Assumptions before we start:

  • You have stopped NAV 3 and installed NAV 4.

  • You have installed and configured Graphite according to Integrating Graphite with NAV.

  • py-rrdtool must still be installed on the NAV server, as well as whisper.

  • You have NOT started NAV 4.

On the NAV server, run this program:

migrate_to_whisper.py <PATH>

where PATH is the directory where your whisper file hierarchy will be placed.

  • If your Graphite Carbon backend runs on the same server as NAV, this can point directly to its whisper storage directory (most commonly /opt/graphite/storage/whisper/).

  • If not, specify a temporary directory and move the files to your Carbon server afterwards.

When conversion is complete and the Whisper files are on the target server, ensure they are readable/writable by the user that runs the Carbon daemon (e.g. chmod -R graphite:graphite /opt/graphite/storage/whisper/nav).

Runtime considerations

Conversion may take a long time to complete, depending on the amount of data you have to convert. We have only one data point so far:

On a reasonably modern computer (Intel i7 Quad core with 8GB RAM, an SSD and a 64-bit OS), converting 2512 RRD files to Whisper took approximately 19 minutes. This is from a small NAV installation with only 39 monitored IP devices and 108 monitored subnet prefixes on 63 VLANs.
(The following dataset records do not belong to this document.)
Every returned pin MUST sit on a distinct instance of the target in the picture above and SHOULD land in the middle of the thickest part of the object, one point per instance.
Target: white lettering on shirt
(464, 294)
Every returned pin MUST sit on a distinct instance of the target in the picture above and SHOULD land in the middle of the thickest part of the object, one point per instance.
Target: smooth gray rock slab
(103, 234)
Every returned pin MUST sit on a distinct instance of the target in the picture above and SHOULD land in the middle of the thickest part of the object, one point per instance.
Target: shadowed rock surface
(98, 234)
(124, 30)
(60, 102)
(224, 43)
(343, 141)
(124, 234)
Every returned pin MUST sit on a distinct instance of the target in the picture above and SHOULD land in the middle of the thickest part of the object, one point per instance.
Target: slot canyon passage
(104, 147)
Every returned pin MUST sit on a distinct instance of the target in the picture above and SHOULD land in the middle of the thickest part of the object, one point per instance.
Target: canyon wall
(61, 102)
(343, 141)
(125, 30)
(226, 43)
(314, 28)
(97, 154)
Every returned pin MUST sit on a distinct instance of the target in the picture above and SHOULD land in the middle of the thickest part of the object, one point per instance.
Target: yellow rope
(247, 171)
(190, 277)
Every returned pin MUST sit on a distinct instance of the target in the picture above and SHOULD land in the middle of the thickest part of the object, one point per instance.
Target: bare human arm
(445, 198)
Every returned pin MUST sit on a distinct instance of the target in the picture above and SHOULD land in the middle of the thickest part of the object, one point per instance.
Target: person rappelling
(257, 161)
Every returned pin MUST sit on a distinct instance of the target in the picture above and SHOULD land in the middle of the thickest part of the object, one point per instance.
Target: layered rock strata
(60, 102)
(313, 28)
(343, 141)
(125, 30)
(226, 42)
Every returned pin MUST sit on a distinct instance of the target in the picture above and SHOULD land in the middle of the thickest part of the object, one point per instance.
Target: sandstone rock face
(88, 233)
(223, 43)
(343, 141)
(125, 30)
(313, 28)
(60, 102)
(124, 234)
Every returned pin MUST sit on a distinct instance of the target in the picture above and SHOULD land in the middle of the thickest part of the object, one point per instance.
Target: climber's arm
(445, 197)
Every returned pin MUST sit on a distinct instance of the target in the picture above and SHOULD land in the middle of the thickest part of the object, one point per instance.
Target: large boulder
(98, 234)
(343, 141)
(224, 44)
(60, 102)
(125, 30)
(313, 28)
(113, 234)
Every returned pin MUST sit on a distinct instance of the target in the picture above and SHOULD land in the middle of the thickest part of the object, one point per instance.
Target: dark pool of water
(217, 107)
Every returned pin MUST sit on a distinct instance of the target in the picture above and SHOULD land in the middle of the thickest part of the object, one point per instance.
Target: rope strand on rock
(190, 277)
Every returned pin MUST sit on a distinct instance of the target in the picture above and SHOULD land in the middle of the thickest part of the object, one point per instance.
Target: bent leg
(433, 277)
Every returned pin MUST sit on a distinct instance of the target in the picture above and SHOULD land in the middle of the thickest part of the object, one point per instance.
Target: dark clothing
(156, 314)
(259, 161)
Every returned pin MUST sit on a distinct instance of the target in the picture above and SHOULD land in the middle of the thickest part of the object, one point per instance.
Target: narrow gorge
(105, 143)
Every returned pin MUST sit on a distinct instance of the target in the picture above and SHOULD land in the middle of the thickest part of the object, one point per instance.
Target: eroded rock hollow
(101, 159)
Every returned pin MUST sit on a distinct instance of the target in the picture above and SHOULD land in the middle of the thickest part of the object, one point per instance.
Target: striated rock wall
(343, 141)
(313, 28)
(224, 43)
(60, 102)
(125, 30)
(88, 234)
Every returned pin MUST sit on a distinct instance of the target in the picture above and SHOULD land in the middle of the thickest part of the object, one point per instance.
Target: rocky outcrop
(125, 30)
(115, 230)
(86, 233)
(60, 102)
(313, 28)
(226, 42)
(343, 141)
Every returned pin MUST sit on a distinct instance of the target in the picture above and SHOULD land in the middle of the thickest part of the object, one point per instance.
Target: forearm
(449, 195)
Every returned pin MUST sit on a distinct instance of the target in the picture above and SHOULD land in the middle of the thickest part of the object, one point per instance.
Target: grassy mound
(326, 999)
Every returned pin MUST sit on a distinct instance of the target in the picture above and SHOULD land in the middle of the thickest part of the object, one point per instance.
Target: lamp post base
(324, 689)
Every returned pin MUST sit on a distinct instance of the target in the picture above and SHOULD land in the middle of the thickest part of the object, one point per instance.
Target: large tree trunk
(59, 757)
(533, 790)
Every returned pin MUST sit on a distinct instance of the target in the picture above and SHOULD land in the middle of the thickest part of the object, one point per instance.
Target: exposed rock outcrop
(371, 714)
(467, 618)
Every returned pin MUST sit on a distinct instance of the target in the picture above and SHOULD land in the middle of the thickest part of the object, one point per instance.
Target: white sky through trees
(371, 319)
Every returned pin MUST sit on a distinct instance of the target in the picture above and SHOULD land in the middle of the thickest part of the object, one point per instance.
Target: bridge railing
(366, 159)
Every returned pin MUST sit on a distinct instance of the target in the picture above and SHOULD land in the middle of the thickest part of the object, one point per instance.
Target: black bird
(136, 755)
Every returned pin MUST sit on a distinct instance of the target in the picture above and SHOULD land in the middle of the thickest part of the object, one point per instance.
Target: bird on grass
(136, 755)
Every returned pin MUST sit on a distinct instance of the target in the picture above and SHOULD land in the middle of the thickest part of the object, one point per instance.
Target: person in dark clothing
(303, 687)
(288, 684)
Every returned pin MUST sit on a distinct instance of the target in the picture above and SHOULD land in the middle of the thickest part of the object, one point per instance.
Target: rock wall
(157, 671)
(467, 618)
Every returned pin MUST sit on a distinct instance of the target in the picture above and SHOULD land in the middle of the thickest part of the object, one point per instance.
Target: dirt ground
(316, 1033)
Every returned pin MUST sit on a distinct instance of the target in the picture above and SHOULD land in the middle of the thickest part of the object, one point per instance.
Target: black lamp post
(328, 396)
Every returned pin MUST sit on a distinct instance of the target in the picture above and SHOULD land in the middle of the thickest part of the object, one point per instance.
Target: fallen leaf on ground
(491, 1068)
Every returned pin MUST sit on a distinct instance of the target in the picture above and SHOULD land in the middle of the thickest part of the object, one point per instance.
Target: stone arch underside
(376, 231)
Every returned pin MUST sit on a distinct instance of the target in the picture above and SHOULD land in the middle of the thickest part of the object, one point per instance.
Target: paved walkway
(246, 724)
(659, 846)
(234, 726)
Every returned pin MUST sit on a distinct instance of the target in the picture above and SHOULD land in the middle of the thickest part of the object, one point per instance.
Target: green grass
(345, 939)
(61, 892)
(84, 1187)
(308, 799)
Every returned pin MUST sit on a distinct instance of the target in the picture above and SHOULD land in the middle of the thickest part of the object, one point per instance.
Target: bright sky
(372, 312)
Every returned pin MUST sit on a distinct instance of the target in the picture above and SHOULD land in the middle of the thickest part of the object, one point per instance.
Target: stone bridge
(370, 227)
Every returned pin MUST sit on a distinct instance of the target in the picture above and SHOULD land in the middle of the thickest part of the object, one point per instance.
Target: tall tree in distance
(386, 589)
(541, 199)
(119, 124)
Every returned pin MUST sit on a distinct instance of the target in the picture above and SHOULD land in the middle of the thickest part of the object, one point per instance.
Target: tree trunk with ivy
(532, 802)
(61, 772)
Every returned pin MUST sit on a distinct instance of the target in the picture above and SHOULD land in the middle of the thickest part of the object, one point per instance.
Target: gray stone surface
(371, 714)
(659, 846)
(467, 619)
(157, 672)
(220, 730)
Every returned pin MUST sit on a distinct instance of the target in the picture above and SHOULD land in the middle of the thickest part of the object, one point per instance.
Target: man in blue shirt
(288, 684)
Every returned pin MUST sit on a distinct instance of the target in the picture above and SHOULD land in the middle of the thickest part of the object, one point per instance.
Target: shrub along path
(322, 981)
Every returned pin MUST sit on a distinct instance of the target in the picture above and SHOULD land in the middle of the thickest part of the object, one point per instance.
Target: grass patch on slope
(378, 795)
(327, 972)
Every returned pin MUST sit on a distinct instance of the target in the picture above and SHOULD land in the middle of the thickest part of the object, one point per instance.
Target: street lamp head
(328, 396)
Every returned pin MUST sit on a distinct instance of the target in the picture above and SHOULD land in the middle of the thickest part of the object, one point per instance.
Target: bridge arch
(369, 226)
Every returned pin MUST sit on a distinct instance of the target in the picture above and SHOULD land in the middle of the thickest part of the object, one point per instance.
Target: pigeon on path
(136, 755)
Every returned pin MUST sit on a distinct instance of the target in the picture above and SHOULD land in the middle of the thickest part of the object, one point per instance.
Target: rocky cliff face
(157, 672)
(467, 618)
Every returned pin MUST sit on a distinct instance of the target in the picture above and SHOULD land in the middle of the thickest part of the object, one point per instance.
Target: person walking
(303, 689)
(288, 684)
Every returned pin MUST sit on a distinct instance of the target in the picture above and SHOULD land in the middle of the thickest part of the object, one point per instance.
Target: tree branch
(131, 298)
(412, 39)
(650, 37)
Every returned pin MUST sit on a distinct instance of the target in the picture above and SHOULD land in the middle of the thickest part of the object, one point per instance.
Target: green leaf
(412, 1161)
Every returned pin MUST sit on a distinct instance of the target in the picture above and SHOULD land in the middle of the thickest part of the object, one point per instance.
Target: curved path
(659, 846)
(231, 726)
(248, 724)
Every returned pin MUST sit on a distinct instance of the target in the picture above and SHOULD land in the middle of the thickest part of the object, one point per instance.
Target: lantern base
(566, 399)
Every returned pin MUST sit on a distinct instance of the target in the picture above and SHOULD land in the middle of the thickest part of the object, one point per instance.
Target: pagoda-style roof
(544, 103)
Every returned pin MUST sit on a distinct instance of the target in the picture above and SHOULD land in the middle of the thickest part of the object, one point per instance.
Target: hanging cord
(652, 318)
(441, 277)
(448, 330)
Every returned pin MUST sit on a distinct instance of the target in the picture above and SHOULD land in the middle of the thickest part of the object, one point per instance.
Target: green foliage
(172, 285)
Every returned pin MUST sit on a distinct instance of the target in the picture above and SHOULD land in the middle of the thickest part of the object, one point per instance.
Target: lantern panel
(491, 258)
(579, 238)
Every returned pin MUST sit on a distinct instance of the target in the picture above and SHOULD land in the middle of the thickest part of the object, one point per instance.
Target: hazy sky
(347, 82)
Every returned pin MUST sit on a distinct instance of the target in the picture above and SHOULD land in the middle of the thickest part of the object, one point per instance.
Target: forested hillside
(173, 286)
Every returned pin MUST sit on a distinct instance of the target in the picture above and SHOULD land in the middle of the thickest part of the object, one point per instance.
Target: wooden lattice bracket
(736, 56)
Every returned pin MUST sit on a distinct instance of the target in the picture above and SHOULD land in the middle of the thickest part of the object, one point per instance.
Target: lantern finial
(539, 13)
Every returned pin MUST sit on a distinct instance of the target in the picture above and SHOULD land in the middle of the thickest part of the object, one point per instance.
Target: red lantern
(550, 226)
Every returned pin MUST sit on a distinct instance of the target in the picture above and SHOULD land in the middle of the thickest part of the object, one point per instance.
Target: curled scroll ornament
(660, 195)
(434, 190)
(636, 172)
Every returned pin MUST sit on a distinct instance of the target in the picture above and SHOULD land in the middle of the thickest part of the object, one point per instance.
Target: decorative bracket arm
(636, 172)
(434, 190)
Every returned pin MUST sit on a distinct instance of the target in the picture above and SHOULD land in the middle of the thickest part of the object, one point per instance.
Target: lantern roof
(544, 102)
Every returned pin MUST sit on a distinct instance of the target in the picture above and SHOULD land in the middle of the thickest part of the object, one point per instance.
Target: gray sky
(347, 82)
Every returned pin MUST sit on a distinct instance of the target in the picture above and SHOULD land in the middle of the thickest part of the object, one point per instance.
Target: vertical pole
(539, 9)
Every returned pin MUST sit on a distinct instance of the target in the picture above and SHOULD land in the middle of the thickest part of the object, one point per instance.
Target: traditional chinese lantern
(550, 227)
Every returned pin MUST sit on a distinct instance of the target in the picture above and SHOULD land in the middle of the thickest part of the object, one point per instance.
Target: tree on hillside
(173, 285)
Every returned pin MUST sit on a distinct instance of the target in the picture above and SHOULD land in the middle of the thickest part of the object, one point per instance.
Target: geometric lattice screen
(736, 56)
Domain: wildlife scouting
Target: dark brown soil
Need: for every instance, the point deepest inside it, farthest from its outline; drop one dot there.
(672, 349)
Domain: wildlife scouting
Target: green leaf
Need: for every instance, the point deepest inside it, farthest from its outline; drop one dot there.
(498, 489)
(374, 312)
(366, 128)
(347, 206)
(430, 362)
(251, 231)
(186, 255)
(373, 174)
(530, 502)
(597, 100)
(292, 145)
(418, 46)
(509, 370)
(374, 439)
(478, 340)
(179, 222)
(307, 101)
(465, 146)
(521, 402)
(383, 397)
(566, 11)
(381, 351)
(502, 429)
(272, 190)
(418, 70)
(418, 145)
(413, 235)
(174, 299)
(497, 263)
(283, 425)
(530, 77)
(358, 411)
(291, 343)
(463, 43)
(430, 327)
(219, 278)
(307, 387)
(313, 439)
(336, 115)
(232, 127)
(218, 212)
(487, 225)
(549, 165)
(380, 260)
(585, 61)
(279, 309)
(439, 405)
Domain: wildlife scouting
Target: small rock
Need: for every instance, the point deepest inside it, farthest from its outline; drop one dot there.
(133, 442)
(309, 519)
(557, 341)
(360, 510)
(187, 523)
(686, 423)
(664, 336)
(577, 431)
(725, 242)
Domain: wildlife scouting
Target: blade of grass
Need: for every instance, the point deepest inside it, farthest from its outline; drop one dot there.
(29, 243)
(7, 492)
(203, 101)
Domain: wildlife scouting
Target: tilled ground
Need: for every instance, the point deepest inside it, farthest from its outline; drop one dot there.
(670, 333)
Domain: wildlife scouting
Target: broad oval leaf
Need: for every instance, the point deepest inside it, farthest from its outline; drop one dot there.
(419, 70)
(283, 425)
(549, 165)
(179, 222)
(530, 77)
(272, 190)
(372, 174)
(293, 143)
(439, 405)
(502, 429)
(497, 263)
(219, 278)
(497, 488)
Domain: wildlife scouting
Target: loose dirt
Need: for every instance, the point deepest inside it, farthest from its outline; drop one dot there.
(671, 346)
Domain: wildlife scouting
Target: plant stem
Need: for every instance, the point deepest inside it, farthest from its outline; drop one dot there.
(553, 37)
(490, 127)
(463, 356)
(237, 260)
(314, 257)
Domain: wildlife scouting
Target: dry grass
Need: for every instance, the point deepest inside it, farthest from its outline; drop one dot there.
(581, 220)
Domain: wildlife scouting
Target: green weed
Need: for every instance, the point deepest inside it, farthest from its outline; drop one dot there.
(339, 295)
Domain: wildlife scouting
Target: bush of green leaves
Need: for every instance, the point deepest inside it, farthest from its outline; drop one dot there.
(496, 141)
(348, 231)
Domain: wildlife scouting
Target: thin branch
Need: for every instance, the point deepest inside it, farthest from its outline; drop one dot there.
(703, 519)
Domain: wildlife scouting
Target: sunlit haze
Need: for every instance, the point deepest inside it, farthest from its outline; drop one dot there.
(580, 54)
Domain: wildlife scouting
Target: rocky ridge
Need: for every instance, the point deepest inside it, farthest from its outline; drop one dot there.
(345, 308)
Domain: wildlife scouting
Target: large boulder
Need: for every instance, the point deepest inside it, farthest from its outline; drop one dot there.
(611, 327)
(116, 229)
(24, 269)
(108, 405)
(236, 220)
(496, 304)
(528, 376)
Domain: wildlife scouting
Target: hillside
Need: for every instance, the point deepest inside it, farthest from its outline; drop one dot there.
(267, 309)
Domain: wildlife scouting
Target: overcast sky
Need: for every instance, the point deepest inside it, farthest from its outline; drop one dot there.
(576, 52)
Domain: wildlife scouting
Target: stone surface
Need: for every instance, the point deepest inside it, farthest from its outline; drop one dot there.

Converting while NAV 4 is running

If you start NAV 4 before proceeding with the RRD conversion, NAV will begin to send metrics to Graphite; the Whisper files the conversion tool wants to produce will therefore already exist in Carbon’s storage directory.

Any Whisper files that already exist will not be overwritten by the conversion tool, but they will be updated with old data from the RRD file (aka. “backfilling”). You may think this will help you avoid downtime data gaps in your resulting graphs, but because of the precision mismatches detailed in the Data archives section, you may get multiple gaps in older data instead.

Note

If you cannot live with this downtime, you can opt to start NAV 4 and have the conversion tool place Whisper files in a temporary directory. When the conversion process is over, you can overwrite the Whisper files in Carbon’s storage directory with those produced by NAV. You will, of course, still have the downtime gap in your graphs, but NAV will at least monitor and dispatch alerts as usual during the conversion.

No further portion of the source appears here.